A new pop-up café in Vancouver, Canada is offering patrons a temporary escape from digital communication.
Julien Thomas, a Vancouver construction worker and social artist, is opening The Faraday Café in Vancouver’s Chinatown with assistance from Hughes Condon Marler Architects. The café, which will be open July 2-16, is named after the Faraday cage, an enclosure made of a conducting material that restricts the passage of electric fields. Patrons inside the café will not be able to use their cell phones or laptops.
The driving force behind the idea, says Thomas, is not to promote “anti-phone” culture but to give people a chance to reconnect with other people face-to-face without digital distractions.
“There is a whole generation of people in this country that don’t remember what life was like before Facebook,” Thomas told The Providence. “I think people are looking for opportunities to opt out and leave their phones behind.”
The inside of the café is lined with aluminum window mesh to shield electromagnetic signals and provide a unique visual appeal, The Chinatown Experiment said in a press release.
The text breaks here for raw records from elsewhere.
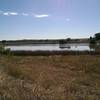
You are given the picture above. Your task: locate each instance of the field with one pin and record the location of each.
(56, 77)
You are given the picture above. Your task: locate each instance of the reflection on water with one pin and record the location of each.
(52, 47)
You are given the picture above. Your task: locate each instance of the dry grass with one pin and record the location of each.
(50, 77)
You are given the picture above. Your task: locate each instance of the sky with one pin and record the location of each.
(48, 19)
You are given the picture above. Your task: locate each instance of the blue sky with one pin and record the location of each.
(46, 19)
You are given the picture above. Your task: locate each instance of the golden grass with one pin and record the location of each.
(50, 77)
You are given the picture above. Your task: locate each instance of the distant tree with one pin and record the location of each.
(97, 36)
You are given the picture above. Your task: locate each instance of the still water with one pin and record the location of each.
(51, 47)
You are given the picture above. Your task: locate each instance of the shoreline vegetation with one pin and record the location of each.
(54, 77)
(46, 41)
(49, 75)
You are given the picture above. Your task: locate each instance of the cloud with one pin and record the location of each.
(41, 16)
(13, 13)
(25, 14)
(67, 19)
(6, 14)
(10, 13)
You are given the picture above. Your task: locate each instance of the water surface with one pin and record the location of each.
(51, 47)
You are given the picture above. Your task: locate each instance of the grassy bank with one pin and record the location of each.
(55, 77)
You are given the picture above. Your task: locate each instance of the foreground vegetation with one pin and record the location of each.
(55, 77)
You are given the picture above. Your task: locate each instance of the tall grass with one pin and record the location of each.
(57, 77)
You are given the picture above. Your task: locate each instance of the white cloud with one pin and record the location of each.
(13, 13)
(25, 14)
(6, 14)
(41, 16)
(10, 13)
(67, 19)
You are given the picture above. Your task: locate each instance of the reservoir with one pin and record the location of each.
(51, 47)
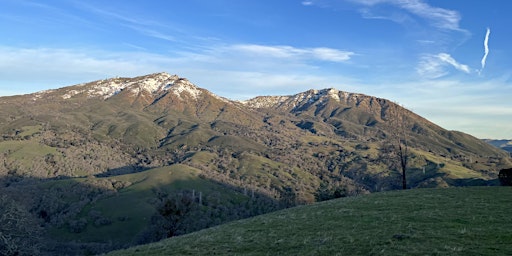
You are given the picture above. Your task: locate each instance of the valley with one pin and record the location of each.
(124, 161)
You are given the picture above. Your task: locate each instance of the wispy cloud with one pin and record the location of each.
(438, 17)
(434, 66)
(486, 49)
(282, 52)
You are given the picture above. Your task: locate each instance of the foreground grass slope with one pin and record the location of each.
(452, 221)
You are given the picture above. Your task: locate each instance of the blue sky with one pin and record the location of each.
(449, 61)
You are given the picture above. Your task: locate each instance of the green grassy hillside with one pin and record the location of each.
(452, 221)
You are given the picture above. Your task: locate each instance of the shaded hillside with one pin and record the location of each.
(131, 137)
(503, 144)
(455, 221)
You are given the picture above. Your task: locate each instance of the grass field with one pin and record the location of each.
(451, 221)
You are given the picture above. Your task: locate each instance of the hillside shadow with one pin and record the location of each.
(43, 208)
(122, 171)
(62, 212)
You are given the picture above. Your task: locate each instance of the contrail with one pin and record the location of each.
(486, 48)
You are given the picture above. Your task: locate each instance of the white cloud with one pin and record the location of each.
(486, 48)
(434, 66)
(283, 52)
(438, 17)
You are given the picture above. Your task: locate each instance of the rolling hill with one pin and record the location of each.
(454, 221)
(87, 161)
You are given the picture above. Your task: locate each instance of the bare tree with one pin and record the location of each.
(19, 231)
(398, 138)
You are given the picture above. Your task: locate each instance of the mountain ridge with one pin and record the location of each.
(159, 139)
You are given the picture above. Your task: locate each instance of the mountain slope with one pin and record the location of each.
(503, 144)
(94, 141)
(414, 222)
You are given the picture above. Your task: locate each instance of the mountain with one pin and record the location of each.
(78, 159)
(503, 144)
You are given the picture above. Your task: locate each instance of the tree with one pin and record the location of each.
(19, 231)
(398, 138)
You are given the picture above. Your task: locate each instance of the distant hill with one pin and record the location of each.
(89, 160)
(503, 144)
(455, 221)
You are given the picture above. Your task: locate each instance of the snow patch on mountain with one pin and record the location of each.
(264, 101)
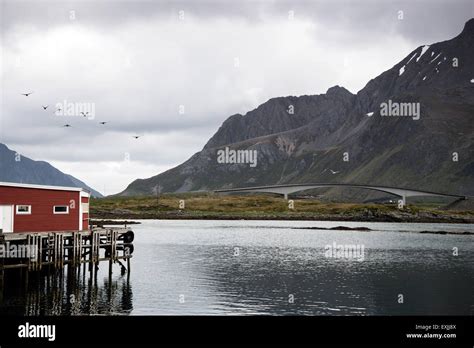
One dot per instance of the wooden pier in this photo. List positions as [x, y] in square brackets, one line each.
[54, 250]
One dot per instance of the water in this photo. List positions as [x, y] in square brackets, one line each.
[267, 267]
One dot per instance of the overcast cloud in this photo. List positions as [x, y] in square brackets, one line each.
[139, 62]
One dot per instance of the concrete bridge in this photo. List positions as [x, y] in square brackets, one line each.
[402, 193]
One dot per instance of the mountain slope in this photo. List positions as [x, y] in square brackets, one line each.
[326, 129]
[28, 171]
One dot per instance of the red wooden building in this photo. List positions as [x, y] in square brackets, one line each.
[38, 208]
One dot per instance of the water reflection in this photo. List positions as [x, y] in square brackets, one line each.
[71, 291]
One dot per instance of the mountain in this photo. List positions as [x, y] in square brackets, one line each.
[27, 171]
[343, 137]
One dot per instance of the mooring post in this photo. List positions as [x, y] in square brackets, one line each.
[2, 270]
[112, 250]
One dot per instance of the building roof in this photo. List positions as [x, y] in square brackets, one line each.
[42, 187]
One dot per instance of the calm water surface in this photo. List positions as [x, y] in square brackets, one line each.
[266, 267]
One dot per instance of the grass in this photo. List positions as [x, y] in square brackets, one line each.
[212, 206]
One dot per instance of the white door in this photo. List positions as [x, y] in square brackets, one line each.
[6, 218]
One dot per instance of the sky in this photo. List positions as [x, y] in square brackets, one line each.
[171, 72]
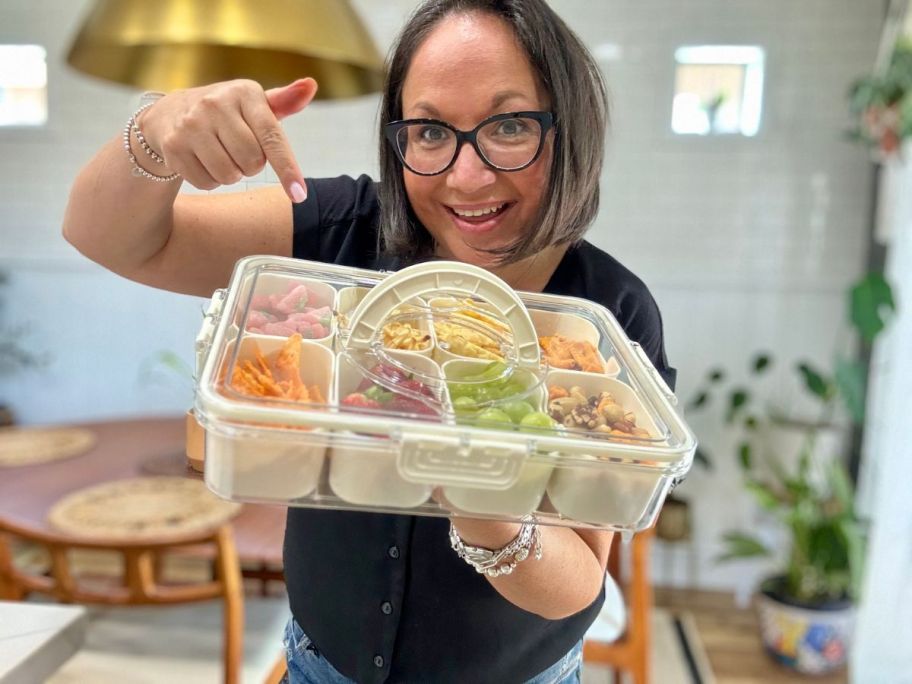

However, initial testing revealed that small folds and gaps in the flowing, multilayered design of mesh walls and corridors were letting wireless signals sneak in, so Thomas and an architect partner added a large “cage” in the center of the space that is truly Wi-Fi free.
“When we can be reached at all times, I believe privacy is a privilege,” Thomas said. “People will want to go places where they can’t be reached, where Google can’t track them.”